The pyschiatrist got that from just four questions? How neurotic must I be?

“Why did they call you?” I asked feebly. I could not believe that this was happening. She had known everything all the time. And she had done nothing.

“They had to call me, Lizzie! You’re only 16!”

Dad said nothing.

“Dad understands me,” I mumbled. “I have a good relationship with Dad. We have an understanding.”

This was too much for Mum, I think. She just exploded. “Relationship!” she screamed. “You have no relationship with Dad! There is no “relationship” between you and your father! There is no “understanding”!”

Dad still said nothing.

“Dad?” I said.

Nobody said anything. After then it was quiet all the way home.



Miss Cray suspended me from school for three days. She said I had to see a pyschiatrist. The pyschiatrist comes to our house once a week in the evenings. He drinks a lot of Dad’s whisky and we talk about writing and the theatre. He says there seems to have been a storm in a teacup and maybe Miss Cray should go to a pyschiatrist. He is not coming any more after next week. He says I am cured.

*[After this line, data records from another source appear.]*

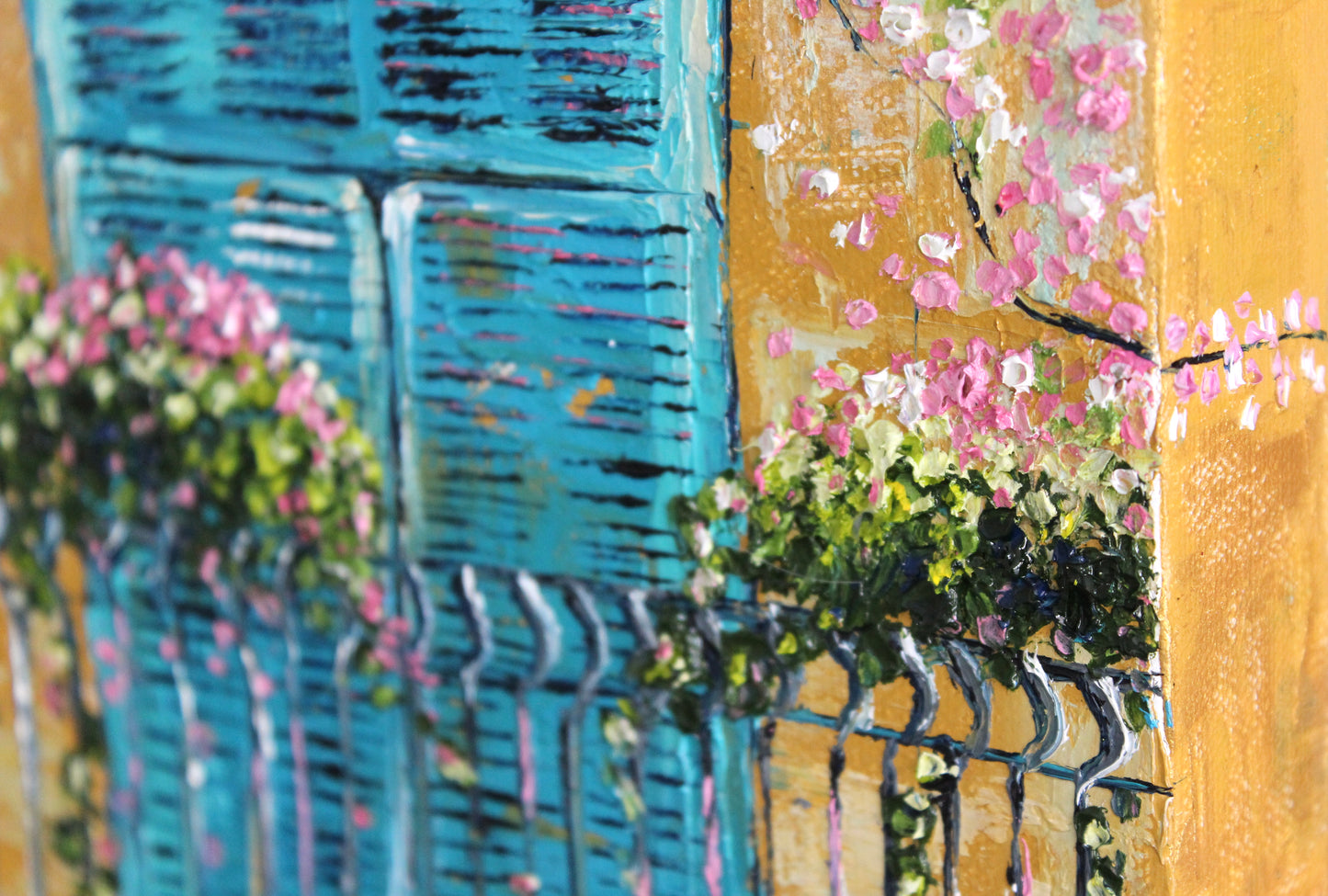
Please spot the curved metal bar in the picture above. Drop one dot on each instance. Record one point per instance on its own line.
(1050, 728)
(26, 734)
(857, 711)
(925, 696)
(286, 559)
(482, 632)
(481, 628)
(83, 720)
(596, 642)
(650, 707)
(259, 798)
(193, 771)
(417, 737)
(641, 618)
(1050, 733)
(346, 650)
(976, 689)
(543, 624)
(549, 644)
(1118, 743)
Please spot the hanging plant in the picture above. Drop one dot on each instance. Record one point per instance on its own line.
(163, 396)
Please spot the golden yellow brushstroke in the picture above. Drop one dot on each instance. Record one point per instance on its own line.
(584, 399)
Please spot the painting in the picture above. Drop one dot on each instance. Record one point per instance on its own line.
(663, 448)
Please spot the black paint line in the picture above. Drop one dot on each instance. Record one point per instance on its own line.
(1208, 357)
(993, 754)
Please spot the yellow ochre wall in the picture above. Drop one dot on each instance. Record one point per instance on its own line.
(1237, 142)
(1232, 136)
(1242, 141)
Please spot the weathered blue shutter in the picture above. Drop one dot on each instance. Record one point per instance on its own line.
(540, 355)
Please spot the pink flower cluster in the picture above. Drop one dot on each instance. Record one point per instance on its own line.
(1239, 369)
(988, 400)
(149, 301)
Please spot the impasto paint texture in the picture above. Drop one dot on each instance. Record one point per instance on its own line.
(647, 447)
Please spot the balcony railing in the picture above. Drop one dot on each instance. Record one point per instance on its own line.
(250, 753)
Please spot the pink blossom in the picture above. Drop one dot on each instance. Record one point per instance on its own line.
(838, 438)
(1128, 319)
(849, 411)
(1185, 384)
(223, 635)
(889, 203)
(1131, 435)
(1089, 62)
(1283, 391)
(1175, 332)
(1041, 77)
(1255, 334)
(1011, 196)
(939, 248)
(779, 343)
(1104, 108)
(1047, 26)
(859, 312)
(997, 281)
(936, 289)
(1250, 414)
(1202, 336)
(1291, 311)
(959, 104)
(1089, 299)
(862, 232)
(1130, 266)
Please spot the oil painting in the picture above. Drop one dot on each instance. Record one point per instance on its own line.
(663, 448)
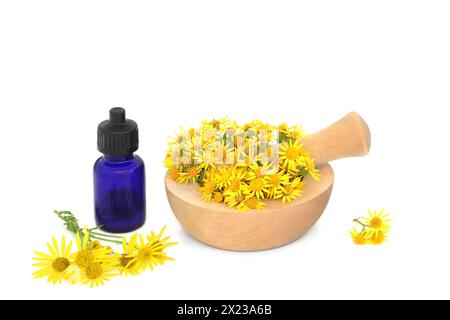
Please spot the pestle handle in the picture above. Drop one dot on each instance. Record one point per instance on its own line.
(348, 137)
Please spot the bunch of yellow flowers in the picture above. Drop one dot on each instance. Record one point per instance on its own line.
(241, 166)
(374, 228)
(93, 263)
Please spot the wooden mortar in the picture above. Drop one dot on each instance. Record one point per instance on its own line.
(223, 227)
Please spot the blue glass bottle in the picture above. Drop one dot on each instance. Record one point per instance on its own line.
(119, 176)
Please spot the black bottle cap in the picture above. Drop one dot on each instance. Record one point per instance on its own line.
(117, 136)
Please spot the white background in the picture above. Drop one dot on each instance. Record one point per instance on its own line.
(171, 63)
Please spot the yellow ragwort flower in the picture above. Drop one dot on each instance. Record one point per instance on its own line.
(53, 265)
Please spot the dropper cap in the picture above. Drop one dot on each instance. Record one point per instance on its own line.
(117, 136)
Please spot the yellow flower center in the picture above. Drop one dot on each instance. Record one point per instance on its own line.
(60, 264)
(94, 271)
(292, 153)
(378, 238)
(209, 187)
(256, 185)
(288, 190)
(84, 258)
(252, 202)
(125, 262)
(235, 185)
(218, 197)
(192, 172)
(95, 245)
(275, 180)
(376, 223)
(283, 127)
(173, 173)
(215, 123)
(145, 254)
(258, 172)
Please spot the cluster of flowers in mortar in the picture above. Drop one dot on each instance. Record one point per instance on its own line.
(241, 166)
(373, 229)
(93, 263)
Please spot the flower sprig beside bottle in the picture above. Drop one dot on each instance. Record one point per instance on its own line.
(372, 229)
(93, 263)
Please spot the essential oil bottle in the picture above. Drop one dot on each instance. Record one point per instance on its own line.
(119, 175)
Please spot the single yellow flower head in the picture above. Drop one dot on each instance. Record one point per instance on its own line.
(377, 221)
(53, 265)
(359, 238)
(150, 253)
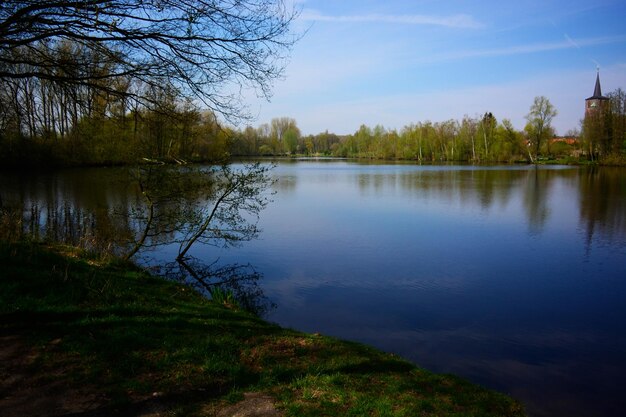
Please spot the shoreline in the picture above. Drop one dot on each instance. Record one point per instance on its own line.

Ashley phoned when I got home and I told her about Stacey. We don’t speak to Stacey any more. She is completely isolated in her little dream world now because she has no other friends.

And a boy called Ian who I met at a party phoned me and asked me to go on a date.

Yu Lin and Tessa are in our clique now. So it is the four of us. I am angry with Mrs. Merck. Miss Mortimer called and wanted to see me but I don’t want to see her. I don’t know why. I just think it is better if I don’t see her any more. She is having a lot of migraines at the moment and she is written off sick. I am very sorry for her but I can’t see her. I do actually feel really bad about that. She was kind to me and she didn’t betray any confidences.

On the whole though, I am much happier now. I will be very careful in the future about trusting people. And I have thrown all the pills away. Apart from the ones Miss Mortimer still has, of course.